Y por la boca, además de la palabra, me diste luego el deleite de manjares exóticos, eclécticos, traviesos: la arepa bivalva capaz de ofrecer como perla cualquier delicia que quepa adentro, las hallaquitas amarradas y con instinto de libertad, diversas en el sello del chicharrón, el ají y la nada repleta de potencialidades; ni hablar de la cachapa que lagrimea de alegría gotas de mantequilla dispuestas a arrejuntarse con el queso de mano o guayanés, las negritas refritas y brinconas, las tajadas dulces y fieles, la carne con sus mechas al viento y la hallaca, la reina absoluta de los sabores, la que no pela un diciembre y nos descubre adictos cuando no la tenemos.
El ron, la rumba, las frías, la salsa adobando las caderas, los panas, la familia y los panas de la familia también, y los panas de los panas y así sucesivamente. .. así tú, toda tú.Y ese verde amazónico y húmedo, y ese azul espumado en tu orilla, y ese blanco de copo en tus cimas, y ese negro de tu oro profundo, y el marfil de tus dunas inquietas, y esa tú, toda tú.

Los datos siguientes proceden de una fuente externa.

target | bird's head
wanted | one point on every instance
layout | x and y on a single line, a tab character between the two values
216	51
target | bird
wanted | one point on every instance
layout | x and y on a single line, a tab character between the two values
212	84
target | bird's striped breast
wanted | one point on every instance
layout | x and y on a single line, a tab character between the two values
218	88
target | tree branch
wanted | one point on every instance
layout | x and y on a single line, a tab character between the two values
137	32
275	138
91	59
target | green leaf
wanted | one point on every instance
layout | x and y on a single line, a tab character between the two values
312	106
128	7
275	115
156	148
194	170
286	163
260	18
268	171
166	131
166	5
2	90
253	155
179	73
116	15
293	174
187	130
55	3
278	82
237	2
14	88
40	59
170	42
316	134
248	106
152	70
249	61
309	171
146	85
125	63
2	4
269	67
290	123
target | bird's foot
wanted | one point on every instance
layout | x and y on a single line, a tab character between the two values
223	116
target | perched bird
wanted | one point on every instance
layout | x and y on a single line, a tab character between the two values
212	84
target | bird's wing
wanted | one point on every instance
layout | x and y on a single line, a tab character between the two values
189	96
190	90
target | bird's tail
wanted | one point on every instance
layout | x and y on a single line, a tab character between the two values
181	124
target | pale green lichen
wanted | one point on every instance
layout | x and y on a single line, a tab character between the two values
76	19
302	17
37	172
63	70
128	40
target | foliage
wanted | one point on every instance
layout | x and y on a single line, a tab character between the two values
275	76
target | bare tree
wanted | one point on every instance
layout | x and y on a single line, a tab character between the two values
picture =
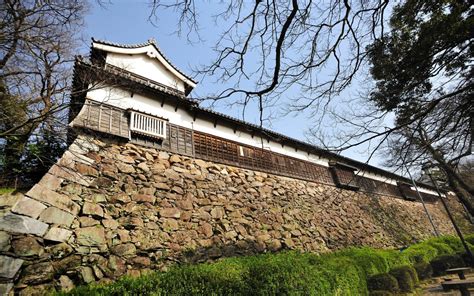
37	45
419	103
269	47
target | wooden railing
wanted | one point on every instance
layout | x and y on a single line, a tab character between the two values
147	125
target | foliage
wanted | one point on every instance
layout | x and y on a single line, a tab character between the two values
441	263
423	72
423	270
431	248
6	190
382	282
352	271
380	293
406	277
37	42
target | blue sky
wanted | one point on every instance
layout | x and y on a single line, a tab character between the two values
127	22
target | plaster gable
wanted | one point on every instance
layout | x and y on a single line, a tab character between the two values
145	66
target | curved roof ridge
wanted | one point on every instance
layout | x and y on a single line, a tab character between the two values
150	41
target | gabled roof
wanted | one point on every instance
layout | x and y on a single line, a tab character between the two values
193	106
149	48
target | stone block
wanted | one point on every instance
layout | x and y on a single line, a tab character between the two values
65	283
91	236
28	207
110	224
144	198
5	238
87	274
27	246
50	181
68	174
5	288
7	201
87	221
37	273
92	209
86	170
61	201
58	234
124	250
22	224
54	215
9	266
125	168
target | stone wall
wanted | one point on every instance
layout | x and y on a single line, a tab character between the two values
108	209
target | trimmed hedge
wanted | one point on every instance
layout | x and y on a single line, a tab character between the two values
423	270
441	263
406	278
351	271
382	282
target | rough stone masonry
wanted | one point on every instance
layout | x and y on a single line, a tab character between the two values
107	209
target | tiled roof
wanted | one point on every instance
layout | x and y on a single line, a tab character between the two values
150	41
278	137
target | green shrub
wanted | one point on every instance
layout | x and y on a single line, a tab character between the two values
381	293
423	270
441	263
453	242
220	278
420	253
470	239
382	282
347	272
405	279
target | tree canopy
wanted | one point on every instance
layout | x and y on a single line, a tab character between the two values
424	74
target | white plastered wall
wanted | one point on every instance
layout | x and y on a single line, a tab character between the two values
142	65
123	99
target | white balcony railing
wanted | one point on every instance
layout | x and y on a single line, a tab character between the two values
147	125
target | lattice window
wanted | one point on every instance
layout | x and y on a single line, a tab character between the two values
147	125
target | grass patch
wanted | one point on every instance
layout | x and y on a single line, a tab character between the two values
345	272
6	190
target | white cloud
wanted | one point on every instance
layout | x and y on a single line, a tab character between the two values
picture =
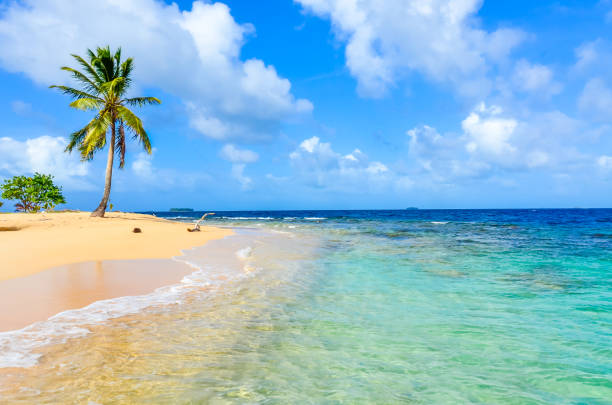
385	40
238	174
488	132
233	154
593	57
194	55
147	175
538	78
46	155
596	100
494	144
239	159
318	165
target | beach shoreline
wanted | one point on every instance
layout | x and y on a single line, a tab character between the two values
30	243
53	262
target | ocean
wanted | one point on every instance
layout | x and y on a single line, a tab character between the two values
334	307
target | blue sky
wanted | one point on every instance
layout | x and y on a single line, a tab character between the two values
323	104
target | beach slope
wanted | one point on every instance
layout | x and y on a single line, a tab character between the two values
30	243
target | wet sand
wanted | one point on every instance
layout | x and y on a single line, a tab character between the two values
30	243
39	296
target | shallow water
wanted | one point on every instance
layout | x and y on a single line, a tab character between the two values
360	307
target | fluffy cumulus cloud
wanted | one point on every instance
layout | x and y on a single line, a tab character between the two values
239	158
439	38
44	154
192	54
318	165
538	78
493	142
148	175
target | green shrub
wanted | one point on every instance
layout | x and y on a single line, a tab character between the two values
32	193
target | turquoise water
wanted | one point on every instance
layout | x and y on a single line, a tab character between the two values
435	307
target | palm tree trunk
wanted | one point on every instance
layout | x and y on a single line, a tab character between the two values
99	212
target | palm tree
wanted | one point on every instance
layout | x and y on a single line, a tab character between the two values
103	84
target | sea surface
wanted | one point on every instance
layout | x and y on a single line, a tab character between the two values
334	307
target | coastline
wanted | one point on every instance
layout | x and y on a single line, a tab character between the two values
55	262
40	296
30	243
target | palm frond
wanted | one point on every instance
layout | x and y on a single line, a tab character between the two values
114	88
95	139
76	137
74	93
86	104
117	62
89	85
88	68
141	101
126	69
120	144
135	125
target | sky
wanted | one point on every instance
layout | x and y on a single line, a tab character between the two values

Y hablando de colores querida ¡si que has cambiado últimamente! te has vuelto bipolar, te pones roja, te pones azul ¡y morada con la mezcla! Desde que me enamoraste y te conozco, has ido creciendo en número, en colores, en símbolos, en estrellas, en puntas, en extremos, en experimentos, en ganas,en contradicciones, en sueños, en odios y también en amores, en créditos, en carros, en muertes y también en nacimientos. El asfalto de tus vías se ha llenado de pasos que marchan tras el sueño de vivirte próspera y segura para todos: unos para allá, otros para acá... sordos todos de tanto oirse sin escucharse, ciegos de tanto verse sin observarse y mudos de tanto gritarse sin hablarse.
Y en realidad yo no sé bien por qué hoy te digo todo esto; tal vez lo que pasa -aunque suene ridículo- es que te quiero, te sigo queriendo con tus luces y tus sombras, con tus eclipses, tus noches y amaneceres, con todos tus colores y colorcitos, te quiero con mis miedos y esperanzas, con mis talentos para darte y mis ganas de quedarme a tu lado para no tener que buscarte luego en otros supermercados, en unos pocos días de verano, en los apellidos de una guía telefónica, en internet, en los noticieros, en el acento, en las conversaciones, en los rincones, en todas partes... Te quiero grande, pertenecida y perteneciente, te quiero, mi Venezuela.